Tag Archive for toronto

Toronto Women’s Bookstore to close

I feel like it’s the end of an era or something.

Australian Rules?

At the request of Mayor Rob Ford’s executive committee and council’s government management committee, city elections officials are now studying a proposal to switch to a ranked ballot system. Councillor Paul Ainslie, the government management chair and a Ford ally, said he plans to bring the proposal to the council floor in November.

[…]

The ranked ballot system typically works as follows. Instead of choosing a single candidate, as they do now, voters are free to rank candidates in the order they prefer them. (A “1” for their favourite, a “2” for their second favourite, “3” for their third.) If a candidate gets a majority of first-place votes — more than 50 per cent — the election is over.

But if no candidate gets a majority of first-place votes — say, if the most popular candidate has 35 per cent — the least popular candidate is eliminated, and the second-place votes of that candidate’s supporters are added to the totals of the candidates who remain. This process of elimination and addition, known as an instant runoff, continues until someone has a majority.

“Toronto votes: Ranked ballots for 2018? Toronto city council may vote on changing its election system”, The Toronto Star

Toronto Police: Kinda Douchecanoes

Toronto police say they are working to improve their relationship with the city’s transgender community, even as some transgender people say they’re being targeted by officers.

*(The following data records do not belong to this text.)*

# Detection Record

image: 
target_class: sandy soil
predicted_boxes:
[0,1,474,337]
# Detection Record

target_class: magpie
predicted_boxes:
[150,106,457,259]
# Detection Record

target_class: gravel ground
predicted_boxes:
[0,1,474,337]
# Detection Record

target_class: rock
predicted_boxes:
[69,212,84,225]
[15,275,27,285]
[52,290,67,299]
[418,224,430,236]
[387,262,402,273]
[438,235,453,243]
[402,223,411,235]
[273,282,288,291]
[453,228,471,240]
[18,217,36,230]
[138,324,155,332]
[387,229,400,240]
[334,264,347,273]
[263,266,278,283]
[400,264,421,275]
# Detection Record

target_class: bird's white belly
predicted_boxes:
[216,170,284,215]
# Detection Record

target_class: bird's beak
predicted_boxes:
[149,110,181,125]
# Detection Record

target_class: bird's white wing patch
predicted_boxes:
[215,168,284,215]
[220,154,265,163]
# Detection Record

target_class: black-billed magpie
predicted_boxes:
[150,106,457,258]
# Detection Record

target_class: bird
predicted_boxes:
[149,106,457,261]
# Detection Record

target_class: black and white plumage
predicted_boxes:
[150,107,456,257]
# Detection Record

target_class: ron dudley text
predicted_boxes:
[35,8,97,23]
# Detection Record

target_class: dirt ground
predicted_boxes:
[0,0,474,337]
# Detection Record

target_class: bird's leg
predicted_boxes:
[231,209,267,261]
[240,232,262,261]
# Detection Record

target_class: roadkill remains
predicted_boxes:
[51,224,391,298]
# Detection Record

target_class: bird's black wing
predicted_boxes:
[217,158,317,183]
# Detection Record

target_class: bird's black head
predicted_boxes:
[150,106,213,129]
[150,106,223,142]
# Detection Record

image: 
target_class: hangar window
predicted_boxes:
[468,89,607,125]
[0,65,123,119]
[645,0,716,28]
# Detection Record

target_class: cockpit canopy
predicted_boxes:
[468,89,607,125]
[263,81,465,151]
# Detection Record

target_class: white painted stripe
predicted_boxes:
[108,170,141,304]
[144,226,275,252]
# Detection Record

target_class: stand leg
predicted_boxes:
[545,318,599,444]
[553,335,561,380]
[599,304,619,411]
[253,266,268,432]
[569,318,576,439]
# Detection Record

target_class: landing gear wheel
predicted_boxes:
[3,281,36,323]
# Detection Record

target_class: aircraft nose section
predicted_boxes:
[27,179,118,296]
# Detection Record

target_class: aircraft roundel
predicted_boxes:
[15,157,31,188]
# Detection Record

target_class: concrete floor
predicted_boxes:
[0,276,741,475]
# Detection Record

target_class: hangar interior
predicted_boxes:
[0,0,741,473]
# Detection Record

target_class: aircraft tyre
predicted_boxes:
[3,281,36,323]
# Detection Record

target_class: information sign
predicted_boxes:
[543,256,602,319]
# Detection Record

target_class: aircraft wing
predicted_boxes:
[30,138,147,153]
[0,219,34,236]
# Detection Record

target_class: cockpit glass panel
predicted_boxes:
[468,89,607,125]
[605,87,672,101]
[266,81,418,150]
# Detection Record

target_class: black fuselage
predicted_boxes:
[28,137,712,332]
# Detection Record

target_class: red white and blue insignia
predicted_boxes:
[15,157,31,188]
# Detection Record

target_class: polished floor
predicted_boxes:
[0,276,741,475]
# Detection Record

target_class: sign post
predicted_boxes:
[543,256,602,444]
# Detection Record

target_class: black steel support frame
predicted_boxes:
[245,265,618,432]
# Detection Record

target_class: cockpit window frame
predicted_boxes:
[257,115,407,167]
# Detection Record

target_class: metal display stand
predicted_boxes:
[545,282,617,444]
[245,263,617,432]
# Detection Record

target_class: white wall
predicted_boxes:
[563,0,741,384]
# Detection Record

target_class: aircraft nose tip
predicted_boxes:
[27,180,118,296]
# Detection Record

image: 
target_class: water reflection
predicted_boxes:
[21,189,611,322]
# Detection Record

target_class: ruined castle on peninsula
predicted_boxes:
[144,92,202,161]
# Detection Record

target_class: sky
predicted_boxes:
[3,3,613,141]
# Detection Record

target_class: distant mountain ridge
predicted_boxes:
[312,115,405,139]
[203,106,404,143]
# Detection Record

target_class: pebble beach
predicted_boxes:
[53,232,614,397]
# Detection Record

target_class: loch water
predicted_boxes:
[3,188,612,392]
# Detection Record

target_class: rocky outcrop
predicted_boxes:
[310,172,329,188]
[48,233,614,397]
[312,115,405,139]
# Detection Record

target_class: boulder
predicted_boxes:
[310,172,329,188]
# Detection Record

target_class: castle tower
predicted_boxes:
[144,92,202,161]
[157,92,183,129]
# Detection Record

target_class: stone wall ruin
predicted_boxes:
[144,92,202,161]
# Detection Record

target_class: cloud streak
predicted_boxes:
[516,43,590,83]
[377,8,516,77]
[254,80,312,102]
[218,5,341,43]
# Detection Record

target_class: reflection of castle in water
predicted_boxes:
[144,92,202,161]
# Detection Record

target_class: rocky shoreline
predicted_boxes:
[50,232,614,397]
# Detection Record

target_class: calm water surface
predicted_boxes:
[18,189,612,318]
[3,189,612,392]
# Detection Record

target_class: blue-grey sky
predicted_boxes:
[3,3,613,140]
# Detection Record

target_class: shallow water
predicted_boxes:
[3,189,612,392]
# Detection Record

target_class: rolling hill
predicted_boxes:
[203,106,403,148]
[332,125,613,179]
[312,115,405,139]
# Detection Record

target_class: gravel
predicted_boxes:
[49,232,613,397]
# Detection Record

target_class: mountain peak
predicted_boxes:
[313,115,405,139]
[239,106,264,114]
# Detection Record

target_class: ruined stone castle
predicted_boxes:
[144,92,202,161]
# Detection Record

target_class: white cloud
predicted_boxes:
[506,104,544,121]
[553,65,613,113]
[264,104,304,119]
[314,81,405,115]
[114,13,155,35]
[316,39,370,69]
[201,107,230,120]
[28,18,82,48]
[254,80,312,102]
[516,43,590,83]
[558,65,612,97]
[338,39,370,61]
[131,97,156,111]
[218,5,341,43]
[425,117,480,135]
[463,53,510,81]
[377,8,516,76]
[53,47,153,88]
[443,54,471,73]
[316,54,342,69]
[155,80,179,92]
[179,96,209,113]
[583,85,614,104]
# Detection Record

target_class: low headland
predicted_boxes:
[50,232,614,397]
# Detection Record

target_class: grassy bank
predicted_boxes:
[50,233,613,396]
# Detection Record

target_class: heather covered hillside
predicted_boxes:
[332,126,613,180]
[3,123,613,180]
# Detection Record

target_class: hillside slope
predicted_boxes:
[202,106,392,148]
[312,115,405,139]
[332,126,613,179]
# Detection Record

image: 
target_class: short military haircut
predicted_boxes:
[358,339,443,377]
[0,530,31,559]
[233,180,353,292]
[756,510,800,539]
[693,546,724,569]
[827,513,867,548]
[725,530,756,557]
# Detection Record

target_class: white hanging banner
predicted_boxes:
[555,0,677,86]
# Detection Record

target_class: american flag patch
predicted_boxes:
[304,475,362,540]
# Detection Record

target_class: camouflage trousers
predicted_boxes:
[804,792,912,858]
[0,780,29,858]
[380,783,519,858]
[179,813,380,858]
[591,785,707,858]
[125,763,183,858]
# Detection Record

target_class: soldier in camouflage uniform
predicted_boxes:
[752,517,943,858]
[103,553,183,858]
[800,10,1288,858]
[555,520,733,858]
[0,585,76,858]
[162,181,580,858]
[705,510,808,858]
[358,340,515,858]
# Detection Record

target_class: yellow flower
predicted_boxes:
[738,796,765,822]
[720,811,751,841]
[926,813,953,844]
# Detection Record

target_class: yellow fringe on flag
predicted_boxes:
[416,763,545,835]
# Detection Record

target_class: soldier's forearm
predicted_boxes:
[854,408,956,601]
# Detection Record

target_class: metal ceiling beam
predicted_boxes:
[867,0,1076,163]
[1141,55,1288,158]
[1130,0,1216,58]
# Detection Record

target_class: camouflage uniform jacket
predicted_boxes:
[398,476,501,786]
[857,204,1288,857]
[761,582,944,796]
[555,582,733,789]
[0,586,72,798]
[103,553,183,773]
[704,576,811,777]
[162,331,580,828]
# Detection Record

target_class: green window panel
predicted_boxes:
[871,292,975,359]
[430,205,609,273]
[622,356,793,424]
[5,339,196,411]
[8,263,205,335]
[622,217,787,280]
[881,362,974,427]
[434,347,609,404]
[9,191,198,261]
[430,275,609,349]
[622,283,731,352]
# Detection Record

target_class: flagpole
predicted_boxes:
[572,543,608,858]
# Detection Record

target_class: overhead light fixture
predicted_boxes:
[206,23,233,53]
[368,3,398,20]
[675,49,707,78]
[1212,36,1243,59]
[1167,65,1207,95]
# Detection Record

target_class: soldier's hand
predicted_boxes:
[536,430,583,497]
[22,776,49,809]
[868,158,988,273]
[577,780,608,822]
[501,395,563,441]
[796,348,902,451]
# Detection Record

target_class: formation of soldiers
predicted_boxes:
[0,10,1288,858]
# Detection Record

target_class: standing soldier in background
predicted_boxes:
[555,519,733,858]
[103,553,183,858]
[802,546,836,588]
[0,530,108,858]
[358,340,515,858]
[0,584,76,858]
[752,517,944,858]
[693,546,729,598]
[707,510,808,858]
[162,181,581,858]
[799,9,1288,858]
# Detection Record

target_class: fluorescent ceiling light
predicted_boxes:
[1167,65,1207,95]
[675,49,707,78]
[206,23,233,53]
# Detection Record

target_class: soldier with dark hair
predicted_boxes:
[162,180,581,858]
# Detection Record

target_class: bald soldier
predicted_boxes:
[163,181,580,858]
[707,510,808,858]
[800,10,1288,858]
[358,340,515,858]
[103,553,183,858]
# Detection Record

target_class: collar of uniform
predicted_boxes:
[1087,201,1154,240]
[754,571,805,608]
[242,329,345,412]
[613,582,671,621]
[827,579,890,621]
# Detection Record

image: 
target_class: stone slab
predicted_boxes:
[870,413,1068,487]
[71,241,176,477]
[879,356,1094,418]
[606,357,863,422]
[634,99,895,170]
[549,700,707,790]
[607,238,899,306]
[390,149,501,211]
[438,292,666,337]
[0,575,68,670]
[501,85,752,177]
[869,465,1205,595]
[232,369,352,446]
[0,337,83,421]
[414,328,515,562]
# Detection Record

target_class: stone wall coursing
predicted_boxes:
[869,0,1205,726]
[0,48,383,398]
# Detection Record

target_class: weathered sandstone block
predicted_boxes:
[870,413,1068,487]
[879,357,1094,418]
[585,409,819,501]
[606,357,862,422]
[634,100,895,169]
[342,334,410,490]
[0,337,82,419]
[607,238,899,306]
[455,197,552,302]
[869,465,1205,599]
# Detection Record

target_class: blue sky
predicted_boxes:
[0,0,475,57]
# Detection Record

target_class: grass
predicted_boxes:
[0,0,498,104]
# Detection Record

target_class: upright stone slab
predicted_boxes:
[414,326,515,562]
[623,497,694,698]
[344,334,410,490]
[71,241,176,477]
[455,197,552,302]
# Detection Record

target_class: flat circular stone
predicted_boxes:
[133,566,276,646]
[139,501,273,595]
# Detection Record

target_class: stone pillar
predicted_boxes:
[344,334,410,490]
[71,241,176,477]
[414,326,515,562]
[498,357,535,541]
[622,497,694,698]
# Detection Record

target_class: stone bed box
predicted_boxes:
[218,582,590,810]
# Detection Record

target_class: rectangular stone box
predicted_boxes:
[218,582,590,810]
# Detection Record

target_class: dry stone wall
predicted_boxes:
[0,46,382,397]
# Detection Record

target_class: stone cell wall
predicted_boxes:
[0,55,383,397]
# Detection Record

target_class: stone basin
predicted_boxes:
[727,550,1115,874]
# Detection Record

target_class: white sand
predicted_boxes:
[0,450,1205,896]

“The policy itself requires that interactions with transgender-transsexual people will take full account of their human rights,” said Alok Mukerjee, the chair of the Toronto Police Services Board. “And give them the same respectful treatment as anybody else.”

In turn, people in the transgender community say they’re still stigmatized and often mistaken for prostitutes.

The comments from both sides come in the midst of the city’s huge annual Pride celebrations, and just weeks after Ontario became the first jurisdiction in North America to protect the rights of transgender people.

Police began tracking the number of times officers search or detain people who identify themselves as transgender in 2010. That year, it happened 186 times. In 2011, that number rose to 244.

CBC.ca

My LJ-friend, Morgan Page, is quoted in the article.